Most of the players on my son’s team train with very expensive private trainers. He keeps asking for a trainer too, but it’s hard for us to afford. Not that we can’t, just that it would mean sacrificing other things we value more. We have found training videos online, but it’s not the same and they don’t seem to be helping him improve. Should we sacrifice some other things to get him the training? He has lofty goals of playing in college.
Raising Kids to Compete and Win
Ask yourself, if your child needed a tutor to do well in school, would you get him one?
If you genuinely think your kid has the potential to play college sports, then privates are an investment in him.
So, let’s weigh the pros and cons. Private training is the rage and sometimes it's vital for your child to improve. His peers, that are getting privates now, are the same kids he'll be competing against in high school and for college team spots. Developing your kid’s athletic ability can pay off in a few ways.

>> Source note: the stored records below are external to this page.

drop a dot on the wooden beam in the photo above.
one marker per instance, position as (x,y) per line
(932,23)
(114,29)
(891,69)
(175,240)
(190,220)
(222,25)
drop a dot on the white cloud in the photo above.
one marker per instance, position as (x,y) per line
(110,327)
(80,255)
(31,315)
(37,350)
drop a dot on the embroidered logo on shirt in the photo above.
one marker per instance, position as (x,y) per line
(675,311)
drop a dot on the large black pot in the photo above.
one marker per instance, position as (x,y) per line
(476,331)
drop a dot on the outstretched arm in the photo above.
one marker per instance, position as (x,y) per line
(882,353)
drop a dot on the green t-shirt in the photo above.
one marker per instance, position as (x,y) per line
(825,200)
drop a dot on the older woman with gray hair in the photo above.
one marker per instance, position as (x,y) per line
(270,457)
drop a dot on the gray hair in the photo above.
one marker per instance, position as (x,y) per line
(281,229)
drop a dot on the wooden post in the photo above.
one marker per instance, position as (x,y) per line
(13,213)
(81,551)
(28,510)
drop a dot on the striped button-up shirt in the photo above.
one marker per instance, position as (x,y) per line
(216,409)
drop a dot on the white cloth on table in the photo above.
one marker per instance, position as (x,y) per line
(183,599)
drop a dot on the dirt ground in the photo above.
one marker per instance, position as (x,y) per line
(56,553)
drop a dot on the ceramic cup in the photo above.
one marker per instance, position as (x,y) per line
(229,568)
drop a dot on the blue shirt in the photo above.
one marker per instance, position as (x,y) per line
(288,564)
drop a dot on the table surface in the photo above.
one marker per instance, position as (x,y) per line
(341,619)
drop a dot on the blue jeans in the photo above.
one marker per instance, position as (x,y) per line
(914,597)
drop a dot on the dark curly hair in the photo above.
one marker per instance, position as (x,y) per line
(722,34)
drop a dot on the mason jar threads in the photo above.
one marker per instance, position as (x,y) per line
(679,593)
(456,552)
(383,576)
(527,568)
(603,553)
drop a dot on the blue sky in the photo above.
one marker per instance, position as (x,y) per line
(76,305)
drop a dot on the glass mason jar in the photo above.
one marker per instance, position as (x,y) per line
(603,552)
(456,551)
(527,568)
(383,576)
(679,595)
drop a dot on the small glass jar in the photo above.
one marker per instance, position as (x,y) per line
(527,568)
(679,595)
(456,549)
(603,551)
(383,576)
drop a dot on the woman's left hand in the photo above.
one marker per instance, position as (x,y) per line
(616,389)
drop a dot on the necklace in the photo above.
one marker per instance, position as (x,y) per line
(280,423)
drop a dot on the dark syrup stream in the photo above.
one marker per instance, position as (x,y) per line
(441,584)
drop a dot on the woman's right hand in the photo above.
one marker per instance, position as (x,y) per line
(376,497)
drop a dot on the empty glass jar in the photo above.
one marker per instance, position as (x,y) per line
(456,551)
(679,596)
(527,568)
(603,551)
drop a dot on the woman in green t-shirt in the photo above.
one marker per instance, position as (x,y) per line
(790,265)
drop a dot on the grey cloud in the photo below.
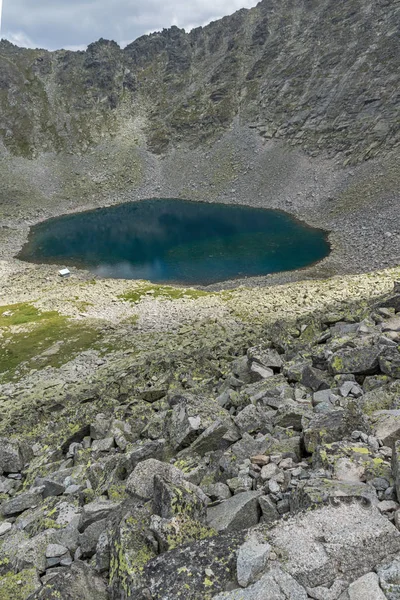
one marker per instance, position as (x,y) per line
(75,23)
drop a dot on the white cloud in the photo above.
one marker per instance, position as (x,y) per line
(19,38)
(75,23)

It may get him into an even more elite college (which is nearly impossible), plus some athletic scholarship money may even be available to him.
On the downside, paying for privates is expensive and I question how important they are before high school. Before you spend the money, try educating yourself on training and work with your son on your own. Another idea is to get a skilled high school player to train with him. That's a much less expensive way to go and probably just as effective for your son. When your child gets to high school, then you have to bite the bullet and level the field. And by then, you'll know if your son still has the desire and the potential.
Peak Performance Coach
It can feel like you are falling behind others if you aren’t getting the extra sessions; at the same time, if your family doesn’t (or can’t) prioritize spending on these activities, here are a few suggestions which can help you get creative and not have to spend so much.
First of all, he could go to the trainer once with several friends. Trainers will charge less if there is more than one athlete doing the workout, so you can split the cost.
Second, tell your son to pay attention to how the workout is run and after it’s over, write it down either on a piece of paper or into his phone. (It’s like playing the modern-day version of the memory game!) While he won’t want to do the same workout for months, doing it more than once (on his own and/or with a friend) is a great way for him to build discipline, self-reliance and grit and enables the teens to coach and support one another, which is really the best way to learn.
Another alternative, which shouldn’t cost anything extra, is to go to his coach or another coach and ask for a workout directly from them and whether they’d be willing to spend 30 minutes before or after a practice going over it once so that he can do it on his own later. While it is definitely not as appealing to the athlete (i.e., it takes more work, effort and discipline), it is a very good way for him to test his mindset and build his discipline “muscle." If he has a goal to play in college, being a self-starter and being resourceful are going to be essential to be successful at that level.